Facebook says EU's privacy investigations hurt innovation, economy

The social network's head of public policy in Europe says changes to how regulations are handled there could prompt Facebook to stop bringing new features to its service.

Don Reisinger
CNET contributor Don Reisinger is a technology columnist who has covered everything from HDTVs to computers to Flowbee Haircut Systems. Besides his work with CNET, Don's work has been featured in a variety of other publications including PC World and a host of Ziff-Davis publications.
Don Reisinger
4 min read

Facebook is firing back in its battle with EU regulators. CNET

The world's largest social network has a message for the European Union: stay the course or risk hurting our users.

In a lengthy editorial published Wednesday, Facebook's vice president of public policy in Europe, Richard Allan, issued a retort to European regulators who have started investigations into the company's privacy practices. Allan argues that the many countries now investigating Facebook are undermining European law and could ultimately hurt both Facebook's users and smaller Internet companies trying to become the next Facebook.

"National regulation would pose serious obstacles," Allan wrote. "Facebook's costs would increase, and people in Europe would notice new features arriving more slowly, or not at all. The biggest victims would be smaller European companies. The next big thing might never see the light of day."

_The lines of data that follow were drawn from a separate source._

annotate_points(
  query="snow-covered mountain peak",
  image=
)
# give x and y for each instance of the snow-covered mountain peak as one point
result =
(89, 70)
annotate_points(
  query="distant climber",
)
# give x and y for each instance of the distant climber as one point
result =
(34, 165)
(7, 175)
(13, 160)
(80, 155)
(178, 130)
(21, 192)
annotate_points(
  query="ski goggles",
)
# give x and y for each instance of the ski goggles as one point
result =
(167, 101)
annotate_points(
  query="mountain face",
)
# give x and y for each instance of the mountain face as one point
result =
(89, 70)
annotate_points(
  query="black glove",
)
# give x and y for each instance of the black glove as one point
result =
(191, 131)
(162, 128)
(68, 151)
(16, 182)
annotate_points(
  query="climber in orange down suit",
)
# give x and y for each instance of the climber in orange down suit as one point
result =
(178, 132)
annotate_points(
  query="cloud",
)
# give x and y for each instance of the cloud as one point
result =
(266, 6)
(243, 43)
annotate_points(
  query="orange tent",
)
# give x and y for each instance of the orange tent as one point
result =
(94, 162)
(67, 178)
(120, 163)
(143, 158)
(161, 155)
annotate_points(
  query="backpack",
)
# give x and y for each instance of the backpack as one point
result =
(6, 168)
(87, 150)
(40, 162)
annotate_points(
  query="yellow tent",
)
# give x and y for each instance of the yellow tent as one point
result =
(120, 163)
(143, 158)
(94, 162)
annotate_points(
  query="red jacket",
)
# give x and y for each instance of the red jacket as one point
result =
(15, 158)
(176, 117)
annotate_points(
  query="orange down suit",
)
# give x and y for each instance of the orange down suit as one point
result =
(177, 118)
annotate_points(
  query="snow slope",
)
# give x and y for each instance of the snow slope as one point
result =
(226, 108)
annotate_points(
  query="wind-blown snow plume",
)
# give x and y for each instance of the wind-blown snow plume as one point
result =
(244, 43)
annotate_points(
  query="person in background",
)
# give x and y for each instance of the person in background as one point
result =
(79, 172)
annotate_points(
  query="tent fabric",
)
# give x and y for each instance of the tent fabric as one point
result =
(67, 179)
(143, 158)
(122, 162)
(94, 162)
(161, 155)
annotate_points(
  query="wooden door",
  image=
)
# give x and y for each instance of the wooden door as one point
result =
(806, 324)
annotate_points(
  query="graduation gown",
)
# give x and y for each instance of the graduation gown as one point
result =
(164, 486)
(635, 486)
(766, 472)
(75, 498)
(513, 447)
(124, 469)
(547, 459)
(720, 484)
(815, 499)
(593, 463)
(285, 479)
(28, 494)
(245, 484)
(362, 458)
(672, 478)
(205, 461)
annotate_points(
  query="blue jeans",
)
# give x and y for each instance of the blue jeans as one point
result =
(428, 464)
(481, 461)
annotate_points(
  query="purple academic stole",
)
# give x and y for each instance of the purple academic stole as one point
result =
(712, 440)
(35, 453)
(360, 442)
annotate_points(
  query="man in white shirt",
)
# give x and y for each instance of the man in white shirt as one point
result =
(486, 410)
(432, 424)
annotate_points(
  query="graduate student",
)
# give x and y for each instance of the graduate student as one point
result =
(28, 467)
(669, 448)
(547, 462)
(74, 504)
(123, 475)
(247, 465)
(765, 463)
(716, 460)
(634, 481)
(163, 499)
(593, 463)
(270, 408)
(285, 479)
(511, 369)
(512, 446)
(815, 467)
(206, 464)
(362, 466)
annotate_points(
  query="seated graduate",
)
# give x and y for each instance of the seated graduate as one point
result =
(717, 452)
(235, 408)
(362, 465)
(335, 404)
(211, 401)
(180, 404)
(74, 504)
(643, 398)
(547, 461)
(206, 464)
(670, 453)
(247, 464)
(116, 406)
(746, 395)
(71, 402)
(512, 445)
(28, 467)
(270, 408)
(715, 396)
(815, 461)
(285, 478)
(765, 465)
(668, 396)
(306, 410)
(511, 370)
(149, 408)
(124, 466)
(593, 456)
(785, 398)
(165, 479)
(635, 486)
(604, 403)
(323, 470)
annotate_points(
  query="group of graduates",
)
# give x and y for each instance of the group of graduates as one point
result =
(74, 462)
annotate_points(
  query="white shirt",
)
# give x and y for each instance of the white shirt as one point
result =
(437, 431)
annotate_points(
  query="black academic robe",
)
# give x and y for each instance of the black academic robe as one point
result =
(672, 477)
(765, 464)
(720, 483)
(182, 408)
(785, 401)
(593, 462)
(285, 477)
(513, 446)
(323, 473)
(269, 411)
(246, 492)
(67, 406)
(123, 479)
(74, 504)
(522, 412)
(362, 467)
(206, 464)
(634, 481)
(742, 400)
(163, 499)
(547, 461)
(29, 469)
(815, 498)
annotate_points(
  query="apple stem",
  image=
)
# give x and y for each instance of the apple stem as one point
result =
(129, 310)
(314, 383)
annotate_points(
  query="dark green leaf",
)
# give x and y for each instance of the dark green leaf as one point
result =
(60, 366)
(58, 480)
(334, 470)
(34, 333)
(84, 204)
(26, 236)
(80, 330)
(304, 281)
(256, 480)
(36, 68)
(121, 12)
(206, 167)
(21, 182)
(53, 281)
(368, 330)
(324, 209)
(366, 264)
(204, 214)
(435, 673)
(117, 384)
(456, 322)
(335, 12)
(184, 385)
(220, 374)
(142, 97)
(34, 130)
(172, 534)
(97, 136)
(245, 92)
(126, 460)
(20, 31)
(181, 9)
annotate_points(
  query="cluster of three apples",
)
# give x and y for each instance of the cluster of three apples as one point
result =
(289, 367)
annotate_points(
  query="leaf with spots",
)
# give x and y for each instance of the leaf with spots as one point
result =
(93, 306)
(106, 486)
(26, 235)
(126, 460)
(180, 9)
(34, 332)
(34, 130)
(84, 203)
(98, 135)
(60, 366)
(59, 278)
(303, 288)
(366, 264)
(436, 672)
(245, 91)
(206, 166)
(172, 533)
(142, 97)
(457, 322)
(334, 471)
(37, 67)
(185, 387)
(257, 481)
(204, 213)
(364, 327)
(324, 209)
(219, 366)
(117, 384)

Some EU countries are at odds with Facebook -- which has 1.4 billion users worldwide, including 83 percent active outside the US and Canada -- over how regulations should be handled in the euro zone. Earlier this month, privacy regulators in France, Spain, Italy and elsewhere launched probes into how Facebook collects user data. They're most interested in how Facebook combines its own information with that from the other companies it owns, like photo-sharing service Instagram, as well as how it tracks people after they have used Facebook's "like" button.

If the investigations move forward and Facebook is found to be violating privacy laws within those countries, the company could face millions of euros in fines and be forced to modify how it operates in the specified countries.

Facebook, which has its European headquarters in Ireland, has said that individual EU countries do not have the right to investigate just any business as part of EU law. Facebook said earlier this month that companies can be monitored only by regulators based where their headquarters are located. As soon as regulators within that country allow a firm to operate and determine that it's in compliance with EU law, the firm can offer its product or service anywhere in the EU.

"Initially, when the authorities in other countries had concerns about our services, they worked with the Irish regulator to resolve them," Allan wrote in today's editorial. "This is how European regulation is supposed to work: if a business meets regulations implemented in its home country, it can operate across the EU."

Allan, on behalf of Facebook, argues that such a law makes sense. If individual countries are allowed to determine their own regulatory standards, the euro zone is essentially broken and common laws ousted. Companies, meanwhile, will need to take on the expensive task of adhering to different country laws and in the process, he says, it's the average consumer who suffers.

"Consumers would not be as well served; the cost of selling in a new market would increase, and some companies would not bother," he wrote. "Common rules have given Europe's workers prosperity and its consumers choice."

European regulators, however, have grown impatient with such edicts. Though the EU is made up of member countries, they all have their own laws on privacy, and interpretations of what it is. Therefore, the countries believe they should have some say in how companies operate, even if those firms are based in another country.

In February, Belgium enlisted the help of two organizations that are part of the government's iMinds digital research center to investigate updates to the social network's terms of service. The resulting report indicated that " Facebook is acting in violation of European law" -- a charge Facebook denied, citing Ireland's own regulatory interpretation.

"We're confident the updates comply with applicable laws," a company spokesperson said. "As a company with international headquarters in Dublin, we routinely review product and policy updates, ­ including this one, with our regulator, the Irish Data Protection Commissioner, who oversees our compliance with the EU Data Protection Directive as implemented under Irish law."

It's unlikely that the differences in opinion will be resolved soon, if at all. However, Allan argues that rather than target Facebook and publicly air differences over how it operates, regulators across the EU should "work together" to find common ground.

"That is surely a better approach than to fragment Europe's single market, and waste resources mounting independent investigations into issues that have already been thoroughly examined," he wrote.

But trying to change opinions in Europe isn't necessarily easy for technology companies. Google learned that lesson earlier this month after the EU's competition commissioner, Margrethe Vestager, accused Google of abusing its search dominance to hurt competition across Europe. Google had been working with the EU for years to sidestep the action, which could result in the company getting hit with fines of up to $6.6 billion.